The minimum thickness of a film required for constructive interference of reflected light can be calculated using the formula t = m*λ/(2*n),
where t is the minimum thickness of the film, m is the order of interference, λ is the wavelength of the light, and n is the index of refraction of the film.
For example, if the order of interference is 3, the wavelength of the light is 600 nm, and the index of refraction is 1.4,
the minimum thickness of the film for constructive interference of reflected light would be t = 3*600/(2*1.4) = 850 nm.

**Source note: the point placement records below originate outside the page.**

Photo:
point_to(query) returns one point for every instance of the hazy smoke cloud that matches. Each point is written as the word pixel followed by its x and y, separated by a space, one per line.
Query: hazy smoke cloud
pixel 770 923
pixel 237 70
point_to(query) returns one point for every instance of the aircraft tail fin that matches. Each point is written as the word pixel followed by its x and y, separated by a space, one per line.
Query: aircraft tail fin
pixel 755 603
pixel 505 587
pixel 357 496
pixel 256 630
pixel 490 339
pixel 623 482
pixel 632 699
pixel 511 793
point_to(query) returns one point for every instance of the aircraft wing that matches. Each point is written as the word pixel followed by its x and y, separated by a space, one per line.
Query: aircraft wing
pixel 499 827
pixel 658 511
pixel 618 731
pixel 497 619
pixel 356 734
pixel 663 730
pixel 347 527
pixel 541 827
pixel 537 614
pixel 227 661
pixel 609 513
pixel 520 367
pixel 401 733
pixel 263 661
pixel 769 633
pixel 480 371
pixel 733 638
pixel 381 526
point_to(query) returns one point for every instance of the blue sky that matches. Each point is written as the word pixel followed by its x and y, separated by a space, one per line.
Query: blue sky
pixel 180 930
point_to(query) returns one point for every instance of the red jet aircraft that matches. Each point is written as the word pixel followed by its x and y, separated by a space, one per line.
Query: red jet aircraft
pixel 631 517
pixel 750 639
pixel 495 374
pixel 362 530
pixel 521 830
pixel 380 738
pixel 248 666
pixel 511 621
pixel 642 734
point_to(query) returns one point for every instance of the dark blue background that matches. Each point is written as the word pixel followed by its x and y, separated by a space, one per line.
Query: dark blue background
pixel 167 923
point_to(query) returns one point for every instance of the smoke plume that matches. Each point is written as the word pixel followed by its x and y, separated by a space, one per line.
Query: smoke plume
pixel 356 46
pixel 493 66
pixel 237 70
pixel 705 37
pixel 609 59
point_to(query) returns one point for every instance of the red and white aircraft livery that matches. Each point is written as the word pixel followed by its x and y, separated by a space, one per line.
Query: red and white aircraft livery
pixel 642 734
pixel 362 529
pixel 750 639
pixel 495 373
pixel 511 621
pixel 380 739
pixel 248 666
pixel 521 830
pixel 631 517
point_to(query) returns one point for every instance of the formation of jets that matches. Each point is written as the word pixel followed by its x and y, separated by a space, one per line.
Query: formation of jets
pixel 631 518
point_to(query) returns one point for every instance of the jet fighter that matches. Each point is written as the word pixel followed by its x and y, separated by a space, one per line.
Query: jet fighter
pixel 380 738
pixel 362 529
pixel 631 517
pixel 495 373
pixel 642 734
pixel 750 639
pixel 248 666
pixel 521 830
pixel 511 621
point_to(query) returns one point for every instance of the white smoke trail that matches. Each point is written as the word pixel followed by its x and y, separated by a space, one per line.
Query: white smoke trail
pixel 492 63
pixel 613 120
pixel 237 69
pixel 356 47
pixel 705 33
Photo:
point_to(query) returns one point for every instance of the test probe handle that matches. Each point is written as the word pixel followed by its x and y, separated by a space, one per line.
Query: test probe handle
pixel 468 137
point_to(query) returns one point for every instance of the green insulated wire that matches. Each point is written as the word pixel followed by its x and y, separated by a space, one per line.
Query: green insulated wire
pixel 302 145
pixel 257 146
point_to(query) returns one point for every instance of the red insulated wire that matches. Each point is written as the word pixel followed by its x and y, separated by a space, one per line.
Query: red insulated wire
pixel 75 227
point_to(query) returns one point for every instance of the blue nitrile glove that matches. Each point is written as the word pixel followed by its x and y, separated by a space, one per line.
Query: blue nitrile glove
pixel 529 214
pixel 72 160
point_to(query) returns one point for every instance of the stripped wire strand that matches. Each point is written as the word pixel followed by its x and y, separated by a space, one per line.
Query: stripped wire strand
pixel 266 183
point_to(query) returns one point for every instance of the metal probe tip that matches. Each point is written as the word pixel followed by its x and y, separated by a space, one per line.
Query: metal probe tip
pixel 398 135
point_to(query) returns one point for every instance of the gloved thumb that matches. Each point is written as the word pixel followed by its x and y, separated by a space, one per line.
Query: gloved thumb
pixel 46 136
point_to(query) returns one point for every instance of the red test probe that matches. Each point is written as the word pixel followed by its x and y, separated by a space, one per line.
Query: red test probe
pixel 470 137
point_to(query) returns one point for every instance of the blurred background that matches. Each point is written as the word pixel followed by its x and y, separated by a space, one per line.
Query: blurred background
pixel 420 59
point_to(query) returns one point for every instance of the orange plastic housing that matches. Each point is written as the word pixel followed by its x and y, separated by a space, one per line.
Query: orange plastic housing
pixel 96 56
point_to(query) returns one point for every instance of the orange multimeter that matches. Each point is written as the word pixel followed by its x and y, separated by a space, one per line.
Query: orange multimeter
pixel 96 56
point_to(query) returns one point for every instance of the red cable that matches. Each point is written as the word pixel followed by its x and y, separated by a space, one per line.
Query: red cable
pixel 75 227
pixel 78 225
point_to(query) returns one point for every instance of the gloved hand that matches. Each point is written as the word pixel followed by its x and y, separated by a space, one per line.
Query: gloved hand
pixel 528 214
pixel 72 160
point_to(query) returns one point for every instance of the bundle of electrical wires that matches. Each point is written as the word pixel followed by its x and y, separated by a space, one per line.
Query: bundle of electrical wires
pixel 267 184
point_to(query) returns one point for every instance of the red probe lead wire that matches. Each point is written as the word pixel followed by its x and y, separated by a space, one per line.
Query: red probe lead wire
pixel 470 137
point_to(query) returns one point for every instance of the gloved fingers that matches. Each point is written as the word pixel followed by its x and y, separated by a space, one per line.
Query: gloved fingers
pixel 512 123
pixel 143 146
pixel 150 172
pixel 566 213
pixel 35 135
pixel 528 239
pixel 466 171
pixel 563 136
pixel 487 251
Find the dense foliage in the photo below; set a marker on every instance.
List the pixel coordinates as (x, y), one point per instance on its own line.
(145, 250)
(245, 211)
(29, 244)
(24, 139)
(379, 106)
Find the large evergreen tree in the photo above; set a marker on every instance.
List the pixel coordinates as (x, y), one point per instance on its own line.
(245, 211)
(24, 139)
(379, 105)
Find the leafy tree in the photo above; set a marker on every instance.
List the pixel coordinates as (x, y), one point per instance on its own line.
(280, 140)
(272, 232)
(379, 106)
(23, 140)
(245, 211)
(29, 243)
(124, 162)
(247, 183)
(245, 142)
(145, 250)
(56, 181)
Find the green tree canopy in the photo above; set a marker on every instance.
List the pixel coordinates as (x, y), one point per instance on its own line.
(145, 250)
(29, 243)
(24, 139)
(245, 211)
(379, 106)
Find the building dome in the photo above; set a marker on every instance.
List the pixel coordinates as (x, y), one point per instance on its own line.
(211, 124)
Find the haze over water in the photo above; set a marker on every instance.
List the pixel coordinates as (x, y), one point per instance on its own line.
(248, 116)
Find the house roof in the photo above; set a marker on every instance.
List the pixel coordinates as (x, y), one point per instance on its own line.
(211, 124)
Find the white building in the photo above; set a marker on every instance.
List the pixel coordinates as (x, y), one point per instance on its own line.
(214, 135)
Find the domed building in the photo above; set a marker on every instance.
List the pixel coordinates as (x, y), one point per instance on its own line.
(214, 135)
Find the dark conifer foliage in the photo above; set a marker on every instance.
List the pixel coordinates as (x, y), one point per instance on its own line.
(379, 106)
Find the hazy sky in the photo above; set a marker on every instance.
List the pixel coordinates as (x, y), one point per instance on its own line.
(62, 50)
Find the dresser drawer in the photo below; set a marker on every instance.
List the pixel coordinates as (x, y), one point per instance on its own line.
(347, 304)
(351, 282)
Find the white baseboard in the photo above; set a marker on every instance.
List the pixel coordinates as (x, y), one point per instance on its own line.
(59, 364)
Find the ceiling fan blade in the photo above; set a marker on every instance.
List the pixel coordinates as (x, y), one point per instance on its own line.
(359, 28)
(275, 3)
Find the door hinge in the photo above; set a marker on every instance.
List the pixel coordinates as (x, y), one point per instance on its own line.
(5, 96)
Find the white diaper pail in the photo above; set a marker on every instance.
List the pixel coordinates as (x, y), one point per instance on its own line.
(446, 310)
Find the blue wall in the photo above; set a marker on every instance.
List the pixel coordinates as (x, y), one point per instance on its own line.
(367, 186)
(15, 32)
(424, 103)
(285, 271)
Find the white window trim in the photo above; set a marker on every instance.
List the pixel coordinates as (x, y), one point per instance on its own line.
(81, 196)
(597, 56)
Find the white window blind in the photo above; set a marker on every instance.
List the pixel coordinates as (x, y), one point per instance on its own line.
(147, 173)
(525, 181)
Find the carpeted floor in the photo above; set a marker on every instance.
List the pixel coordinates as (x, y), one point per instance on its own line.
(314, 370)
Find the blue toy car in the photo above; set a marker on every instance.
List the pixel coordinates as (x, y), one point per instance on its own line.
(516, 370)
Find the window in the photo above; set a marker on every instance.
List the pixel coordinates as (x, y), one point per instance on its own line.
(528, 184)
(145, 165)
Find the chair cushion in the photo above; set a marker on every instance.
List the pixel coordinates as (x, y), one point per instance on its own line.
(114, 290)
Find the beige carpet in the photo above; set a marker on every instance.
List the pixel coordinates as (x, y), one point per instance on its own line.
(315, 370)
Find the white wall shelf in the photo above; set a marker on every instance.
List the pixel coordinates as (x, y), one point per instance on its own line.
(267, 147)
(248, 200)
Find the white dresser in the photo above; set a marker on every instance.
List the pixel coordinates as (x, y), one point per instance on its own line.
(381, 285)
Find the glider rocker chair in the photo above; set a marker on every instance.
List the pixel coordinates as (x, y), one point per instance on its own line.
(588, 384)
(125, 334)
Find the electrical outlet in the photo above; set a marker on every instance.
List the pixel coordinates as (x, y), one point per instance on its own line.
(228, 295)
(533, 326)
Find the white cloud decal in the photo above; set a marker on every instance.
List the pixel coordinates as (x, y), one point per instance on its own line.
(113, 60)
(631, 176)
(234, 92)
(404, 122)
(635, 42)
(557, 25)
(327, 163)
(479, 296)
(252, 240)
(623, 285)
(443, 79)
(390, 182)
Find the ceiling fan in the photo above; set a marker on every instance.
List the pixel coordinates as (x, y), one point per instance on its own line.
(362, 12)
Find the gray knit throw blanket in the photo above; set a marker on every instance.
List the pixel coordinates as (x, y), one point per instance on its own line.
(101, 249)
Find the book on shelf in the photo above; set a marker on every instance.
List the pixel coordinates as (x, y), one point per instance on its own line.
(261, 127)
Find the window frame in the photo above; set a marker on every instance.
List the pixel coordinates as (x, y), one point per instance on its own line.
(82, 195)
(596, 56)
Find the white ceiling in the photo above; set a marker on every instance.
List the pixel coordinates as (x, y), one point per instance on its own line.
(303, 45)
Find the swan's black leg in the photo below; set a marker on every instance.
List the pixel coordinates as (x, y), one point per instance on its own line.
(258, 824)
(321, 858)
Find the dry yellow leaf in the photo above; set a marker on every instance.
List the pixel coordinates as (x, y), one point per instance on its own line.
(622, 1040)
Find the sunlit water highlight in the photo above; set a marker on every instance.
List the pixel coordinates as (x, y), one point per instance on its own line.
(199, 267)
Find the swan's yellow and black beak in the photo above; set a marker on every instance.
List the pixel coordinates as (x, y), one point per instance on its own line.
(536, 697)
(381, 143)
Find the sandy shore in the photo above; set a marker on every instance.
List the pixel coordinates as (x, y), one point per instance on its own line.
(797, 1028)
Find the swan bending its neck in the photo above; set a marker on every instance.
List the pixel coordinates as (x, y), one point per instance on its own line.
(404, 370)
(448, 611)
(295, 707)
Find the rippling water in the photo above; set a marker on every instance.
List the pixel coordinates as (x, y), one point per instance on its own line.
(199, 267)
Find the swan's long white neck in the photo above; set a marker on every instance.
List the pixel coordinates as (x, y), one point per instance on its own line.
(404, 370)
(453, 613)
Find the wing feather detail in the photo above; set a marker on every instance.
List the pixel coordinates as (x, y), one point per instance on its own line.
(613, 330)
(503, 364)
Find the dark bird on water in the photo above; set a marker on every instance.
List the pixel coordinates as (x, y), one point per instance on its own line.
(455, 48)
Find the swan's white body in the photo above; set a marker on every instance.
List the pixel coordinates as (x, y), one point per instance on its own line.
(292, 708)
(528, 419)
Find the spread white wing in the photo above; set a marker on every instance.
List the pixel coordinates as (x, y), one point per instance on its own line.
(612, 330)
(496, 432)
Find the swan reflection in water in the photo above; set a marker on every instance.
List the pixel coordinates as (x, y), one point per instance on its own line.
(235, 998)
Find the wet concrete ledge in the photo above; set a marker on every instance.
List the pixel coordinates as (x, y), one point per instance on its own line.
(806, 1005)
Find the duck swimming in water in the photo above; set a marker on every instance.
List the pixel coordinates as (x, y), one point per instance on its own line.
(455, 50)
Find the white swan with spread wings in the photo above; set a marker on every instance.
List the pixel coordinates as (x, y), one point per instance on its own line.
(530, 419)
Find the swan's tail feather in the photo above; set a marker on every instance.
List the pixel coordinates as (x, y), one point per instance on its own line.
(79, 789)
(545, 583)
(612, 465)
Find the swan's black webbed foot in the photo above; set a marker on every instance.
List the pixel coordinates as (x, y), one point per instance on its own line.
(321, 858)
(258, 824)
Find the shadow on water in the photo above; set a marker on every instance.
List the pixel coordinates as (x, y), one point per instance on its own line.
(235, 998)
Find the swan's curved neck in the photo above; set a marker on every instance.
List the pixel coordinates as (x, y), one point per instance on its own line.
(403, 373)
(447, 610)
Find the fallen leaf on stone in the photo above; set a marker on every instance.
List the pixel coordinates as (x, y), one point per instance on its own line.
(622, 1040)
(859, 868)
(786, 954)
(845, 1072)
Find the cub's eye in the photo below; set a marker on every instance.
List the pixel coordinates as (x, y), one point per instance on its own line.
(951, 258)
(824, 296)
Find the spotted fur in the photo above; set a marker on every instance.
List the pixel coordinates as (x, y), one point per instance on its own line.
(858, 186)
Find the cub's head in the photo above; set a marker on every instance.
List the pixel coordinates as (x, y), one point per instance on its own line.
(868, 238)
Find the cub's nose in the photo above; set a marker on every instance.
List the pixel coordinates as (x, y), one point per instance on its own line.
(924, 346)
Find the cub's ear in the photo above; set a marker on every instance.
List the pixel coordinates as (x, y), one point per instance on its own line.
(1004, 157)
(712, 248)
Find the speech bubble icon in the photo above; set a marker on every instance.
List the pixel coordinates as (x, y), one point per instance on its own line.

Constructive interference of reflected light occurs when the phase difference between the two waves is equal to an integral multiple of 2π.
This can be determined using the formula Δφ = (2π*m)/(λ*n), where Δφ is the phase difference, m is the order of interference, λ is the wavelength of the light, and n is the index of refraction of the film.
To achieve constructive interference, the minimum thickness of the film can be determined by ensuring that the phase difference is equal to an integral multiple of 2π.
The minimum thickness of a film required for constructive interference of reflected light can be calculated using the formula t = m*λ/(2*n),
where t is the minimum thickness of the film, m is the order of interference, λ is the wavelength of the light, and n is the index of refraction of the film.
Constructive interference can be achieved by ensuring that the phase difference between the two waves is equal to an integral multiple of 2π.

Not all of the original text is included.